New heart treatment holds promise of less discomfort, quicker recovery

cardiac catheterization
Cardiac catheterization is often used to help clear blocked arteries to the heart.  
From Medical Correspondent Steve Salvatore

NEW YORK (CNN) - A new approach to cardiac catheterization, a heart treatment pioneered in the 1950s, is making the procedure easier and safer for patients.

Twelve weeks ago, 45 years of smoking caught up with George Wolkiewicz, 62, in the form of a heart attack.

"When I first got the chest pains, I was saying, 'oh my goodness, here I am having a heart attack,' and I was really frightened," he said.

George Wolkiewicz
George Wolkiewicz  

Once doctors diagnosed the heart attack, Wolkiewicz was taken to a cardiac catheterization lab, where a flexible, hollow tube called a catheter was placed in his groin up to his heart.

The catheter is used to take pictures and often to help unblock clogged coronary arteries, blood vessels that feed the heart the oxygen it needs to pump.

"It was about eight hours they had that sandbag on my groin," Wolkiewicz said. "They had my legs tied separately so I couldn't cross them. It was uncomfortable; I couldn't use the facilities."

Dr. Meyer Abittan
Dr. Meyer Abittan  

But he continued to have symptoms of heart trouble and was transferred to St. Francis Hospital in New York under the care of invasive cardiologist Dr.
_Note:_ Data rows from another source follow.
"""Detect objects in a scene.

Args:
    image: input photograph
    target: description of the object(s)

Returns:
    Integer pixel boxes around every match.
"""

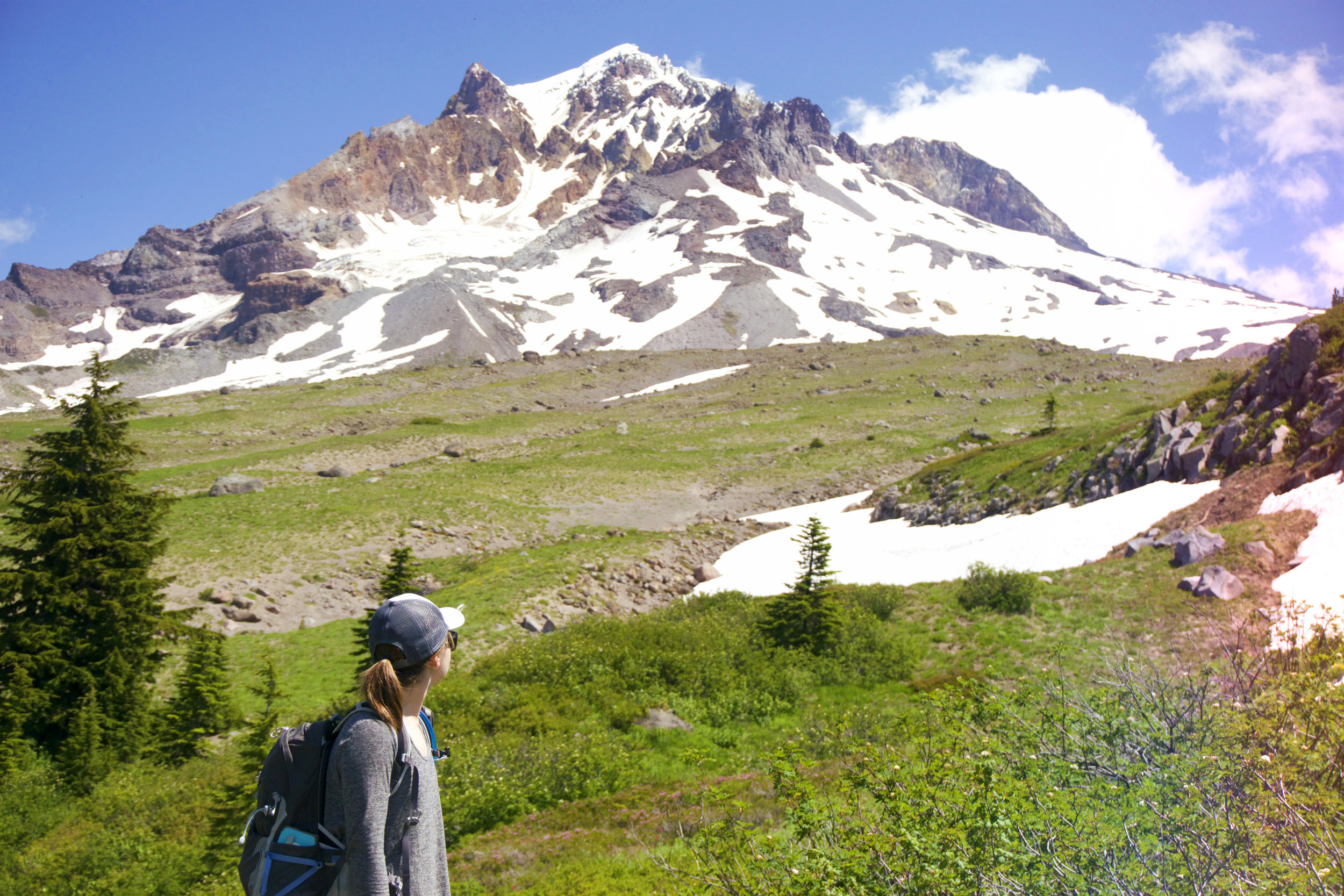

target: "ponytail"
[359,641,449,731]
[359,660,403,731]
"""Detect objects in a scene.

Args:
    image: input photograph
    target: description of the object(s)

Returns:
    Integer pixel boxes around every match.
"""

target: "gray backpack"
[238,704,446,896]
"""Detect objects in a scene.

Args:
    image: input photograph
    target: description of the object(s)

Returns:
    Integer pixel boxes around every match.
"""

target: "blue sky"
[0,0,1344,304]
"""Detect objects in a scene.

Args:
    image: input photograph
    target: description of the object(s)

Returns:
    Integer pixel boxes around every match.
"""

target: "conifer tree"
[351,548,419,675]
[56,680,112,794]
[0,661,34,783]
[159,632,238,763]
[210,653,289,872]
[1040,392,1059,433]
[761,517,840,653]
[0,356,169,778]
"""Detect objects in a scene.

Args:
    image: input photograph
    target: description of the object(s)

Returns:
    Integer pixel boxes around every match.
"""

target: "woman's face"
[427,643,453,688]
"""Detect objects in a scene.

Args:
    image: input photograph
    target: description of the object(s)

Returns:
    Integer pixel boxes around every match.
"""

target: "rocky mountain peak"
[0,44,1289,410]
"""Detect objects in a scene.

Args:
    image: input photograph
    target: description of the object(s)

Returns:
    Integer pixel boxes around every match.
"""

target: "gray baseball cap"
[368,594,467,669]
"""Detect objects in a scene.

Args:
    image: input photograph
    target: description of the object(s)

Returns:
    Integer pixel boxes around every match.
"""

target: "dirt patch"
[1156,463,1305,532]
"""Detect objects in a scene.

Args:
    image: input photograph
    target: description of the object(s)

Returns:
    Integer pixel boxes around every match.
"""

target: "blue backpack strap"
[421,707,453,762]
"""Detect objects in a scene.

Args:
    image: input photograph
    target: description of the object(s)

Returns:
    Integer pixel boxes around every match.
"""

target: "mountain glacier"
[0,44,1305,411]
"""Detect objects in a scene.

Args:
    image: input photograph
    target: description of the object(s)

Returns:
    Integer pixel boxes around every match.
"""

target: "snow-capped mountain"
[0,46,1301,410]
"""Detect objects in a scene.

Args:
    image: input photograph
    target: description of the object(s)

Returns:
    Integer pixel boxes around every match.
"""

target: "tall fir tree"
[761,517,841,653]
[349,548,419,675]
[0,357,169,780]
[159,632,238,764]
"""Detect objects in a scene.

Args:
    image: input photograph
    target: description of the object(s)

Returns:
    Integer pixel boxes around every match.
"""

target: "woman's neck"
[402,676,430,719]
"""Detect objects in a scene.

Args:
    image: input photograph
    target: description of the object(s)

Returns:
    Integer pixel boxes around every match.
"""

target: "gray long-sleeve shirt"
[324,712,452,896]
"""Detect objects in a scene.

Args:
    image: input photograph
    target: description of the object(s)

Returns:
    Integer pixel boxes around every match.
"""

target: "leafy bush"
[669,641,1344,896]
[438,731,640,847]
[957,562,1040,613]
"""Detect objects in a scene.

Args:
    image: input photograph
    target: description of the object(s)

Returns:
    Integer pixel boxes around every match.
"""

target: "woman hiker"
[324,594,465,896]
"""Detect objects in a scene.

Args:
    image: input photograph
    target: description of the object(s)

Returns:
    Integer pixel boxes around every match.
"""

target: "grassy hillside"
[0,337,1274,893]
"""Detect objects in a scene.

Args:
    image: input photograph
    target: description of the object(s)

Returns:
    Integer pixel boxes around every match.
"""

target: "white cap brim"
[387,594,467,632]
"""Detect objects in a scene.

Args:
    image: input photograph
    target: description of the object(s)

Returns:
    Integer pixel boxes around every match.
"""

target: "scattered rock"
[1176,525,1227,565]
[694,563,723,582]
[1125,539,1153,557]
[634,707,695,731]
[210,473,266,498]
[1195,564,1246,600]
[1242,541,1278,563]
[519,614,555,634]
[225,607,261,622]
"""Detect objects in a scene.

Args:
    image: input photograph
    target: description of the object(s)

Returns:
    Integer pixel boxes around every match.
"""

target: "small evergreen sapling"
[761,517,841,653]
[1040,393,1059,433]
[351,548,419,675]
[160,632,238,763]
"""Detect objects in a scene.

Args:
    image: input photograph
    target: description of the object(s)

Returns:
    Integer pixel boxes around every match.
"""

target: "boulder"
[868,489,900,522]
[1242,541,1278,563]
[694,563,723,582]
[519,614,555,634]
[1125,539,1153,557]
[634,707,695,731]
[225,607,261,622]
[210,473,266,498]
[1195,564,1246,600]
[1153,529,1185,548]
[1175,525,1227,565]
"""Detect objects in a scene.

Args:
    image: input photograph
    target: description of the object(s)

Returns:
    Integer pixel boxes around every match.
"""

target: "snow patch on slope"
[695,481,1219,597]
[1260,473,1344,646]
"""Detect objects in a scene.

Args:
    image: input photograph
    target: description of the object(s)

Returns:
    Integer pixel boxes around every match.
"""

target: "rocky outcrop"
[835,133,1099,252]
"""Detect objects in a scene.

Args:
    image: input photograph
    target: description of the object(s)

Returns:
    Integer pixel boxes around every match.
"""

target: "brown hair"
[359,641,448,731]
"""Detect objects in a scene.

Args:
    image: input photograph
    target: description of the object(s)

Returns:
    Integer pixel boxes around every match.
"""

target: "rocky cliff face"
[870,305,1344,525]
[0,46,1290,406]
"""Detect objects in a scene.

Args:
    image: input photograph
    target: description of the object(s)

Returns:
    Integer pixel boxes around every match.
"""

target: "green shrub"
[957,562,1040,613]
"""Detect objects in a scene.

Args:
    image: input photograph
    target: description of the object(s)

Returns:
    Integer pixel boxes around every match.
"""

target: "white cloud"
[0,218,37,246]
[846,49,1250,277]
[1149,21,1344,164]
[1276,167,1331,212]
[682,54,755,92]
[846,23,1344,305]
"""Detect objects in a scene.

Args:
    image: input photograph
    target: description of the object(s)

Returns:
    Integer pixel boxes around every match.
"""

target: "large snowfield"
[695,473,1344,655]
[696,482,1219,595]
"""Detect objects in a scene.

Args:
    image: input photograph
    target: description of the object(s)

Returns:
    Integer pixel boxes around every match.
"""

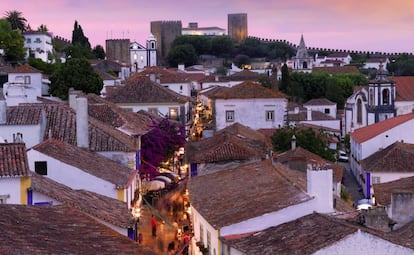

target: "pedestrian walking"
[151,214,157,237]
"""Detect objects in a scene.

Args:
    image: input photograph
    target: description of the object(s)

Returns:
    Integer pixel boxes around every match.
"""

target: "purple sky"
[1,0,414,53]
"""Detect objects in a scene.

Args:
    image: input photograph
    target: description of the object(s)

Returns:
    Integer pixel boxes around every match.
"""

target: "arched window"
[382,89,390,105]
[357,98,362,124]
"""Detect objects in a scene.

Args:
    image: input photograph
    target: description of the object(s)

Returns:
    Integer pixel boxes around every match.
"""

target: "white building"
[213,81,287,130]
[23,31,53,63]
[3,64,50,106]
[129,34,157,72]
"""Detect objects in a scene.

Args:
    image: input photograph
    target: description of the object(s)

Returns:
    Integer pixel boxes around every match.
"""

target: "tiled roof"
[312,66,360,74]
[214,81,287,99]
[106,78,189,104]
[188,160,310,229]
[32,139,135,188]
[31,173,133,229]
[374,177,414,206]
[18,103,139,152]
[223,213,358,255]
[0,143,30,178]
[390,76,414,101]
[350,113,414,143]
[4,106,46,125]
[186,123,271,163]
[87,94,153,135]
[361,142,414,173]
[303,98,336,106]
[0,205,153,255]
[288,108,335,121]
[11,64,41,73]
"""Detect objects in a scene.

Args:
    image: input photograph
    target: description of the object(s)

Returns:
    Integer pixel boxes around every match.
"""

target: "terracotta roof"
[312,66,360,74]
[188,160,310,229]
[303,98,336,106]
[18,103,139,152]
[11,64,41,73]
[227,213,358,255]
[186,123,271,163]
[32,139,136,189]
[214,81,287,99]
[361,142,414,173]
[374,177,414,206]
[4,106,46,125]
[87,94,153,135]
[31,173,133,229]
[105,78,189,104]
[390,76,414,101]
[0,204,153,255]
[0,143,30,178]
[350,113,414,143]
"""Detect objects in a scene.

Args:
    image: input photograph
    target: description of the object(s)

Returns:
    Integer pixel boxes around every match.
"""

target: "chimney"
[306,164,334,213]
[306,108,312,120]
[290,135,296,151]
[69,88,81,111]
[0,88,7,124]
[150,73,155,82]
[76,95,89,148]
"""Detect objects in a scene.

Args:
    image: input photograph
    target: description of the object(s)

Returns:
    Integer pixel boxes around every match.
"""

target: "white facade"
[23,31,53,63]
[0,177,22,204]
[215,98,287,130]
[3,68,50,106]
[129,34,157,72]
[27,149,120,202]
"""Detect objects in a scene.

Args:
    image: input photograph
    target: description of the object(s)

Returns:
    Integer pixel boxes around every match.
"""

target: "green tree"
[49,58,103,100]
[0,19,26,62]
[72,20,91,50]
[37,24,49,33]
[92,45,106,59]
[167,44,197,66]
[4,10,27,32]
[211,35,234,58]
[233,55,251,68]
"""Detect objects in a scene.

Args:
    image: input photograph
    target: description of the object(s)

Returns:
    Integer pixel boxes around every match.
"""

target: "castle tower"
[147,34,158,66]
[151,21,182,65]
[227,13,248,44]
[293,35,313,73]
[367,64,397,125]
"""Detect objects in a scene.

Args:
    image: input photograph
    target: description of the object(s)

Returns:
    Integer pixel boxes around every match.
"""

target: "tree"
[37,24,49,33]
[5,10,27,32]
[140,118,185,176]
[72,20,91,50]
[49,58,103,100]
[0,19,26,62]
[167,44,197,66]
[92,45,106,59]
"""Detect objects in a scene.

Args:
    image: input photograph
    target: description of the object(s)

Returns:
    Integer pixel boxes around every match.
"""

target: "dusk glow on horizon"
[1,0,414,53]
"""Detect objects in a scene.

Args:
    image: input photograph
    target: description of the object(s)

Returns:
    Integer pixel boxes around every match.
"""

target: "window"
[372,176,381,184]
[35,161,47,175]
[168,108,178,120]
[382,89,390,105]
[266,111,275,121]
[226,111,234,122]
[24,75,30,84]
[148,107,158,116]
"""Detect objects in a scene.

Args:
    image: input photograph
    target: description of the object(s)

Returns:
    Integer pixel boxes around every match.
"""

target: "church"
[129,34,157,72]
[343,65,414,135]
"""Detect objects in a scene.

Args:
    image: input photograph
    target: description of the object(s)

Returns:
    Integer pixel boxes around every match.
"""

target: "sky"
[0,0,414,53]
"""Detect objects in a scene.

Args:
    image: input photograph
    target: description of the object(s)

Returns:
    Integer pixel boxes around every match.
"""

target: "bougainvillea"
[140,118,186,178]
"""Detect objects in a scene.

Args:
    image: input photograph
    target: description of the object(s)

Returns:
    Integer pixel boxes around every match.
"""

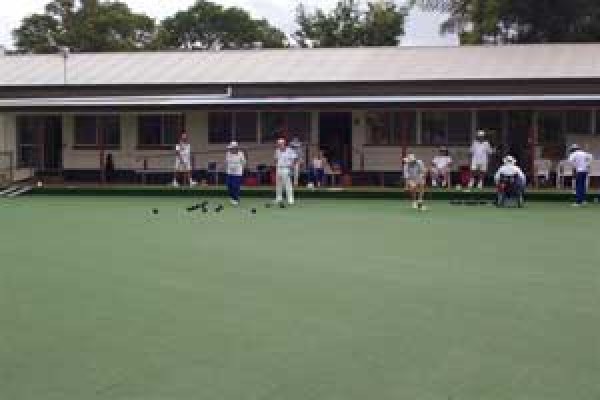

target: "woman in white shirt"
[225,142,246,206]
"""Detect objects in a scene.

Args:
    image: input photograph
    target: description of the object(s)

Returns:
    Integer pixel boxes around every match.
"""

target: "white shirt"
[275,147,298,168]
[495,164,526,185]
[313,158,325,169]
[471,140,494,163]
[225,151,246,176]
[175,143,192,162]
[569,150,593,172]
[404,160,426,180]
[431,156,452,169]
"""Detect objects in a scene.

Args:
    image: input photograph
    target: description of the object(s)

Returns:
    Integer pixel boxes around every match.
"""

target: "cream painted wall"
[57,110,469,171]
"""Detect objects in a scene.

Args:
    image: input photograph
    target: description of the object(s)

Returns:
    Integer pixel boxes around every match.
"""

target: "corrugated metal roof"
[0,43,600,86]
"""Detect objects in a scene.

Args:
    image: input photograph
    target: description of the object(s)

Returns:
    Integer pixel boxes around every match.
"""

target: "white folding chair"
[534,158,552,186]
[587,160,600,188]
[556,160,575,189]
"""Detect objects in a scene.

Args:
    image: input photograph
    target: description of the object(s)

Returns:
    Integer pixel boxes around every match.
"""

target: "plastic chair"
[556,160,575,189]
[206,161,219,186]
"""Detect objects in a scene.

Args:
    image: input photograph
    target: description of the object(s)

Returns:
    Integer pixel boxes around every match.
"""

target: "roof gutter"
[0,90,600,108]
Meyer Abittan.

"George was presented with discomfort while walking that concerned him because he had chest discomfort in the past and required a procedure on his heart to fix it," Abittan said.

For Wolkiewicz's second catheterization, the tube was placed through a radial artery in the wrist rather than the groin, a technique advocates say has significant advantages.

cardiac catheterization
The newest advancement in cardiac catheterization includes inserting a tube through an artery in the wrist rather than an artery in the groin.  

"The radial actually has been shown to have less risk because nerves travel in the middle of the wrist, away from the arteries," Abittan said. "Whereas, in the leg, they travel very close together and sometimes nerve damage can occur."

Wolkiewicz said the difference in recovery was dramatic between the two procedures.

"Within an hour, I was feeling like a million," he said. "I could've played golf."